Beto è chiaro su da dove provenga la sua forma.
"Questo è il miglior periodo di forma perché sono migliore di quanto fossi la scorsa stagione. La scorsa stagione, avevo fiducia e tutto, ma ora, anche se non sono al 100% in forma, riesco a leggere il gioco di più e posso analizzare il gioco di più. Sono più intelligente nel mio gioco, capisco meglio il mio corpo e comprendo meglio la Premier League e come funziona. Non è solo fisicamente, perché mentalmente sono migliorato rispetto alla scorsa stagione."
Il lavoro, dice, è stato costante -- anche quando i gol non arrivavano.
"Non è solo negli ultimi mesi. Ho lavorato sin dall'inizio della preseason. Analizzo le partite, ho un piccolo team di due o tre persone, analizziamo le partite, guardiamo le partite e io torno al club e faccio il lavoro oltre a lavorare a casa. Sto cercando di migliorare in ogni aspetto. Nella prima metà della stagione, stavo ancora lavorando ma non segnavo. Non segnerai ogni volta, quindi è per questo che ho chiesto a Dio di darmi la forza per affrontare la pressione e le difficoltà, e farò il resto."
Su Moyes, Beto descrive una relazione costruita sulla schiettezza piuttosto che sull'incoraggiamento -- e ha imparato a valorizzare esattamente questo.
"È amore duro. Gana e i miei amici dicono tutti: 'È amore duro', perché con me non ci sono parole gentili, è: 'Continua, fai meglio, devi segnare, devi ricevere, stringi'. È così tra lui e me, ma capisco che vuole che io migliori, e migliori e migliori in questi momenti per festeggiare con la squadra. So che era felice quando ho segnato."

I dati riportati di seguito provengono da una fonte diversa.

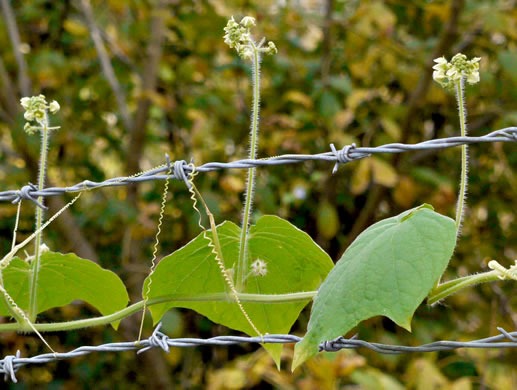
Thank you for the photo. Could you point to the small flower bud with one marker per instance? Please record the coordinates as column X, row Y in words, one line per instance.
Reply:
column 29, row 129
column 54, row 107
column 248, row 22
column 25, row 102
column 448, row 74
column 271, row 48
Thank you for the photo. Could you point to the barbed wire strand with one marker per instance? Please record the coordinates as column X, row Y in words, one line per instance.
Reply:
column 12, row 363
column 348, row 154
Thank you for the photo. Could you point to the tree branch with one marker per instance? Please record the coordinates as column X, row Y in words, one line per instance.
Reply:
column 106, row 65
column 415, row 101
column 14, row 36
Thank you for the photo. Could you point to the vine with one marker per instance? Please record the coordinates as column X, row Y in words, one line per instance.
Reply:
column 264, row 273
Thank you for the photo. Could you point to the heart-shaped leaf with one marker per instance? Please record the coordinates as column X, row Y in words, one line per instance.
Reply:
column 63, row 279
column 388, row 270
column 294, row 263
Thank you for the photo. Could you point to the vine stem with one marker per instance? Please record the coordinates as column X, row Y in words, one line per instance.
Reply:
column 460, row 207
column 33, row 304
column 463, row 181
column 242, row 264
column 136, row 307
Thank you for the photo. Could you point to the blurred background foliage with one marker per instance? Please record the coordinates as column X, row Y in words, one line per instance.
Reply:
column 159, row 79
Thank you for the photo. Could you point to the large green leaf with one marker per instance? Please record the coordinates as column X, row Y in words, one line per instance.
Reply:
column 388, row 270
column 63, row 279
column 294, row 263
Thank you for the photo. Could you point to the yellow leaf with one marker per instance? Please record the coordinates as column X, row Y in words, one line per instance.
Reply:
column 405, row 192
column 383, row 173
column 392, row 128
column 361, row 177
column 75, row 27
column 357, row 96
column 327, row 220
column 298, row 97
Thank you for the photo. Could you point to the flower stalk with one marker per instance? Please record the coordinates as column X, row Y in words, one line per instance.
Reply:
column 36, row 109
column 238, row 36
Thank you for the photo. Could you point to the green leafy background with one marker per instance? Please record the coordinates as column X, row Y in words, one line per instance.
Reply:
column 362, row 75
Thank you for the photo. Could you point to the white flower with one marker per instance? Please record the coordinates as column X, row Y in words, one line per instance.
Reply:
column 54, row 107
column 25, row 102
column 448, row 74
column 473, row 78
column 248, row 21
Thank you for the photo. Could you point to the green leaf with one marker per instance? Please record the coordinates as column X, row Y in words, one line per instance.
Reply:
column 388, row 270
column 63, row 279
column 294, row 263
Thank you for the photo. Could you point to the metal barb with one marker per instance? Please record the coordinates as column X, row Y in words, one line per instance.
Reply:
column 182, row 170
column 26, row 193
column 10, row 364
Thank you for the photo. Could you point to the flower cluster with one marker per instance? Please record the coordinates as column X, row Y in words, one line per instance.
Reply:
column 238, row 36
column 448, row 74
column 35, row 109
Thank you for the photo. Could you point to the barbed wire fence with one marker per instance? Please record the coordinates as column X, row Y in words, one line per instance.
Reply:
column 181, row 170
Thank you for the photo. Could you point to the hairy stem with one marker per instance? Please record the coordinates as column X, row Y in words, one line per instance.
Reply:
column 136, row 307
column 463, row 181
column 453, row 286
column 242, row 265
column 33, row 304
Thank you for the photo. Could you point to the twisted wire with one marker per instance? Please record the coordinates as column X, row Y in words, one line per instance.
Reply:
column 182, row 170
column 10, row 364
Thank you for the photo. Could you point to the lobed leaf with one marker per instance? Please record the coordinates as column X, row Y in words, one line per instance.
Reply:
column 294, row 263
column 62, row 279
column 388, row 270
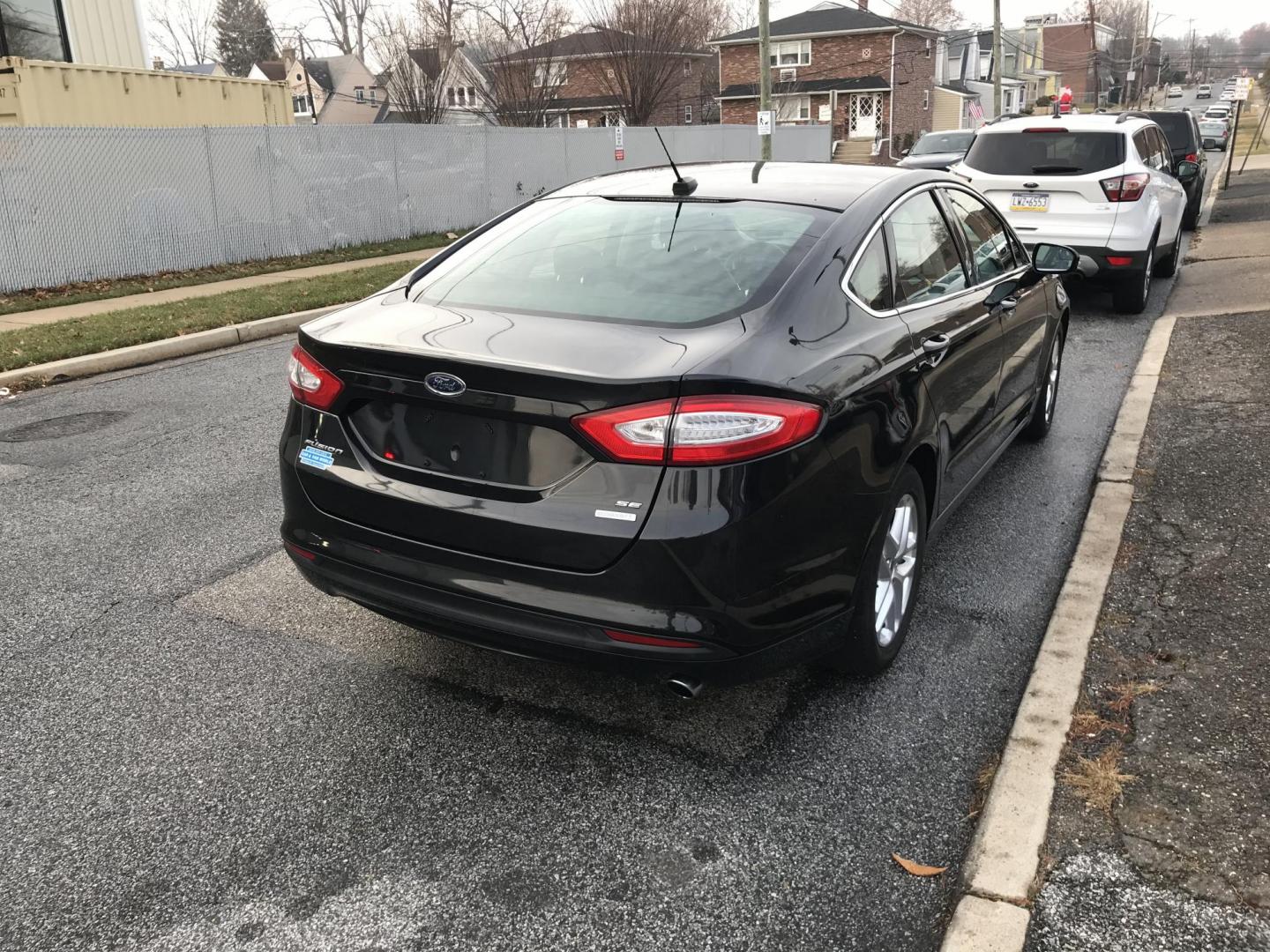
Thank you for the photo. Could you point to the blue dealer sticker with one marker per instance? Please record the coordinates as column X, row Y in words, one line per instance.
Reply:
column 317, row 458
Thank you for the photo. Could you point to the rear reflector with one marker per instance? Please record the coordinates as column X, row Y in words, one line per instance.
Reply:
column 701, row 429
column 1125, row 188
column 303, row 553
column 630, row 639
column 311, row 383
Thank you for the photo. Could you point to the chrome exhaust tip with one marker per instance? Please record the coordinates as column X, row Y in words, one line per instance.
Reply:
column 686, row 688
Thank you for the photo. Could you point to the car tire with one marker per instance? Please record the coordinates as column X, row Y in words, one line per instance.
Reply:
column 1166, row 267
column 1047, row 398
column 873, row 641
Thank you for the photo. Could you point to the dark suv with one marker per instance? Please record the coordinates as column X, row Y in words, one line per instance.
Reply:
column 1181, row 130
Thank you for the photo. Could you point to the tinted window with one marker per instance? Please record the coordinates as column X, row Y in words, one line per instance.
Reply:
column 927, row 264
column 629, row 260
column 1177, row 130
column 870, row 280
column 1045, row 152
column 984, row 235
column 943, row 143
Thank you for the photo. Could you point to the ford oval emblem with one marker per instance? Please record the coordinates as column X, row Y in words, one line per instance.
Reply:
column 444, row 383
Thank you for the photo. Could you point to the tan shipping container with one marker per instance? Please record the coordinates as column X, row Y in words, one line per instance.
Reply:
column 41, row 93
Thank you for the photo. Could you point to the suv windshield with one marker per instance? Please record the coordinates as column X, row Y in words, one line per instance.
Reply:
column 943, row 143
column 1045, row 152
column 638, row 260
column 1177, row 130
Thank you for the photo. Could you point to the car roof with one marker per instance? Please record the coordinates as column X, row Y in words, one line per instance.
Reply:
column 826, row 184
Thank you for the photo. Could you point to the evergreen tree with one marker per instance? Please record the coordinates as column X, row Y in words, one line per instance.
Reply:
column 243, row 36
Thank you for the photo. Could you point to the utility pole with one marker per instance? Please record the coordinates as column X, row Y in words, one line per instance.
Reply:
column 996, row 57
column 765, row 75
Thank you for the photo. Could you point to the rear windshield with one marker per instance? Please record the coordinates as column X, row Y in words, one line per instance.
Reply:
column 644, row 262
column 1177, row 127
column 943, row 143
column 1045, row 152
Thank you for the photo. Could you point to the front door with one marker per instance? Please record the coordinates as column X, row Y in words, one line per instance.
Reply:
column 863, row 115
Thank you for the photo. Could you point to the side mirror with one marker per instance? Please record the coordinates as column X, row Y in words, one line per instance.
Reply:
column 1056, row 259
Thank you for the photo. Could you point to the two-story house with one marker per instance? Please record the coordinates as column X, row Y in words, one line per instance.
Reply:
column 587, row 83
column 871, row 77
column 1082, row 52
column 337, row 89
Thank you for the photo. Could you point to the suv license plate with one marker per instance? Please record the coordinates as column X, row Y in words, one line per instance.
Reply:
column 1029, row 202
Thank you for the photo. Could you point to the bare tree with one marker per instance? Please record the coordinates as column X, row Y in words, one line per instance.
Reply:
column 415, row 63
column 519, row 42
column 938, row 14
column 641, row 46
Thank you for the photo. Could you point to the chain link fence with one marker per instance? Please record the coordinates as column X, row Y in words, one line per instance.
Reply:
column 92, row 204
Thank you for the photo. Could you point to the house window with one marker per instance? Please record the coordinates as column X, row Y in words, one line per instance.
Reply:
column 34, row 29
column 557, row 78
column 796, row 52
column 793, row 108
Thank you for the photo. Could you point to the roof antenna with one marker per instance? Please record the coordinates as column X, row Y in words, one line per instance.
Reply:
column 683, row 187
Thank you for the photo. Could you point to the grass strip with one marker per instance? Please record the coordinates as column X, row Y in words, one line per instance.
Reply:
column 38, row 299
column 75, row 337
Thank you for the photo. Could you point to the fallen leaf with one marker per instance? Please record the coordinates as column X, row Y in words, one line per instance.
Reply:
column 917, row 868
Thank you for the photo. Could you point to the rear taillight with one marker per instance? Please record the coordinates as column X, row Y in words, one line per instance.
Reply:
column 1125, row 188
column 700, row 430
column 311, row 383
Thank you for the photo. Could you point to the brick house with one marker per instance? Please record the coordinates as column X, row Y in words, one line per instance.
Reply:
column 1082, row 54
column 580, row 68
column 871, row 77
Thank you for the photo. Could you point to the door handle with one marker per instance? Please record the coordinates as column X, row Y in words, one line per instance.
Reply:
column 937, row 343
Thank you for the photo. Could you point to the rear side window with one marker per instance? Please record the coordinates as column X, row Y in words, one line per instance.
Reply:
column 870, row 280
column 643, row 262
column 1177, row 130
column 927, row 264
column 1045, row 152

Collegato a un'uscita invernale e avendo trascorso del tempo dietro Thierno Barry nella gerarchia all'inizio della stagione, Beto ha già visto questo tipo di speculazione e la affronta con calma.
"Ogni gennaio, è la storia della mia vita. Non mi preoccupo nemmeno di questo, non mi arrabbio o altro perché ho grande fede in Dio e so che mi proteggerà e mi darà forza per affrontare ogni tipo di pressione. Se la gente pensa che non sia in grado di essere qui, va bene, è la vita. Sono solo benedetto di essere qui e giocare per l'Everton, ho il numero nove e cosa posso chiedere di più?"
Sul suo futuro, si mantiene breve.
"Voglio solo vincere contro il Sunderland. Non penso troppo lontano. Quando è finita, è finita. Non so il futuro, ho ancora un contratto, quindi è così."
Si comprende che Moyes vuole un nuovo attaccante quest'estate, con i 46 gol in Premier League dell'Everton che rappresentano il totale più basso di qualsiasi squadra attualmente nella top ten. La rinascita di Beto complica piuttosto che risolvere questa situazione.